Staff / VP, Machine Learning Engineer (UK) employer: TWG Global AI
Contact Detail:
TWG Global AI Recruiting Team
StudySmarter Expert Advice 🤫
We think this is how you could land Staff / VP, Machine Learning Engineer (UK)
✨Tip Number 1
Network like a pro! Reach out to your connections in the industry, attend meetups, and engage with online communities. The more people you know, the better your chances of landing that dream job.
✨Tip Number 2
Show off your skills! Create a portfolio showcasing your machine learning projects and contributions. This will give potential employers a taste of what you can bring to the table.
✨Tip Number 3
Prepare for interviews by brushing up on your technical knowledge and soft skills. Practice common interview questions and be ready to discuss your past experiences and how they relate to the role.
✨Tip Number 4
Apply through our website! It’s the best way to ensure your application gets noticed. Plus, it shows you’re genuinely interested in joining our team at TWG Global.
We think you need these skills to ace Staff / VP, Machine Learning Engineer (UK)
Some tips for your application 🫡
Tailor Your CV: Make sure your CV is tailored to the role of Staff Machine Learning Engineer. Highlight your experience with ML systems, frameworks, and any relevant projects that showcase your skills in a way that aligns with what TWG Global is looking for.
Craft a Compelling Cover Letter: Your cover letter is your chance to shine! Use it to explain why you're passionate about machine learning and how your background makes you a perfect fit for TWG Global. Don’t forget to mention specific projects or experiences that relate to the job description.
Showcase Your Technical Skills: Since this role requires deep expertise in ML frameworks and engineering stacks, make sure to list your technical skills clearly. Include any hands-on experience with tools like TensorFlow, PyTorch, or cloud ML infrastructure, as these are key to the position.

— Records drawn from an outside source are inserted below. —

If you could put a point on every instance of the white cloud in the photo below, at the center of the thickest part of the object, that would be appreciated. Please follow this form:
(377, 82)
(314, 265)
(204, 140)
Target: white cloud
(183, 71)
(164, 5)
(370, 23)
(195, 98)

Apply Through Our Website: We encourage you to apply through our website for the best chance of getting noticed. It’s super easy, and you’ll be able to submit all your materials in one go. Plus, it shows us you’re serious about joining the team!
How to prepare for a job interview at TWG Global AI
✨Know Your ML Frameworks
Make sure you brush up on your knowledge of ML frameworks like TensorFlow, PyTorch, and JAX. Be ready to discuss how you've used these tools in past projects, especially in production environments. This will show that you have the hands-on experience TWG Global is looking for.

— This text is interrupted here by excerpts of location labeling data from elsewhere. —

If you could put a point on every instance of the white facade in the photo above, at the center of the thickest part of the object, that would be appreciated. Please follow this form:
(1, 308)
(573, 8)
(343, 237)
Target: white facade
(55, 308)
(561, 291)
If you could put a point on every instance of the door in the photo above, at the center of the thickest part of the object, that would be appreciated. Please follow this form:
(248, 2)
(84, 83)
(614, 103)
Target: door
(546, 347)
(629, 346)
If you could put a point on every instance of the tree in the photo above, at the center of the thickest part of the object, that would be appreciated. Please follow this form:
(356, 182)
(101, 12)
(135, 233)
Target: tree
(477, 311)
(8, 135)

✨Showcase Your MLOps Knowledge
Familiarise yourself with MLOps best practices, including CI/CD for ML and model versioning. Prepare examples of how you've implemented these practices in previous roles. This will demonstrate your ability to ensure models are reliable and cost-efficient, which is crucial for the role.
✨Prepare for Technical Questions
Expect technical questions that dive deep into your experience with cloud ML infrastructure and containerized deployments. Be ready to explain your approach to building scalable model pipelines and how you've tackled challenges in regulated industries. This will highlight your problem-solving skills.
✨Communicate Clearly
Practice explaining complex engineering concepts in simple terms. TWG Global values exceptional communication skills, so be prepared to translate your technical expertise into clear business outcomes. This will help you connect with the interviewers and showcase your leadership potential.